ぼくは外来で、認知機能が少し低下した人などに、スクワットをするよう指導しています。筋肉と脳は相関関係があり、ぼくは勝手に「筋脳相関」と呼んでいます。

<筋脳相関>

筋肉への強い刺激は、脳を覚醒させます。筋肉を動かすと、その刺激が脳幹網様体に伝わり、脳を目覚めさせるのです。

筋肉を動かせという脳からの命令は、運動神経を通して筋肉に届きます。重い負荷がかかる筋トレは、感覚神経を通して、筋肉の疲労として脳に伝わります。感覚神経が回復すると認知機能も向上して行くのです。

<自重運動が大事>

「鎌田式『スクワット』と『かかと落とし』」(集英社)は14万部、「疲れない太らないボケない60代からの鎌田式ズボラ筋トレ」(エクスナレッジ)は15万部のベストセラーになりました。
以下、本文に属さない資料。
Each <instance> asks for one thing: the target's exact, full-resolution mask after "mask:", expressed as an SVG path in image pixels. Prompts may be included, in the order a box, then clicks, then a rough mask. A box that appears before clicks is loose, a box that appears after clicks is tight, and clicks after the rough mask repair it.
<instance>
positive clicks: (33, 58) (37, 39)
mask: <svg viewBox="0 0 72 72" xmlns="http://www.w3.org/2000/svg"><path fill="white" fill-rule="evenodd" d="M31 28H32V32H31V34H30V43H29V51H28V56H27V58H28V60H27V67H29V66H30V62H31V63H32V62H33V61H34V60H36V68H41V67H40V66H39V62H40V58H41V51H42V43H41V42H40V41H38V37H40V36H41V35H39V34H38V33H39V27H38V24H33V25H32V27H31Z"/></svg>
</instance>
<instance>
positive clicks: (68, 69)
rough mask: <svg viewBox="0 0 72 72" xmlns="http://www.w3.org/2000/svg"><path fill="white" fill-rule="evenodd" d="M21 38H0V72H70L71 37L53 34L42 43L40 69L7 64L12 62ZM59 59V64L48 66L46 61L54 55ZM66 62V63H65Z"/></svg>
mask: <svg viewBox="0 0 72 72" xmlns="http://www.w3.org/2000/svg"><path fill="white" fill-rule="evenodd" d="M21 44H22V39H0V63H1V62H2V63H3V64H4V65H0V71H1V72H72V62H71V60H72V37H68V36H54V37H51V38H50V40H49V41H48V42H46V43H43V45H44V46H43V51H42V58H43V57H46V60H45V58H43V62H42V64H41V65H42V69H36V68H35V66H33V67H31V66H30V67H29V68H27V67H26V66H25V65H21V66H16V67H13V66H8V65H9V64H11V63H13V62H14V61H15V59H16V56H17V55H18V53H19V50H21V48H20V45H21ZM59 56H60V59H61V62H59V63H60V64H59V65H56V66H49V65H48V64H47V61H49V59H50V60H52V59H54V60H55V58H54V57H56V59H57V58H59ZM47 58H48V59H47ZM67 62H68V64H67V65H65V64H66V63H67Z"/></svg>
自分の体重を利用したスクワットやかかと落としなどの筋トレは、フレイルや認知症を予防し、血圧を下げ、血糖値を下げ、がんのリスクも減らしてくれるのです。

<ワイドスクワット>

<1>背筋を伸ばして足を開き、つま先を開いて立つ。

<2>両手は胸の前で組む。腹筋と背筋を意識し、ゆっくりと太ももを外に開きながらひざを曲げる。

<3>太ももが床と平行になるくらいまで、ゆっくり沈み込ます。

書影のイメージで10回繰り返しましょう。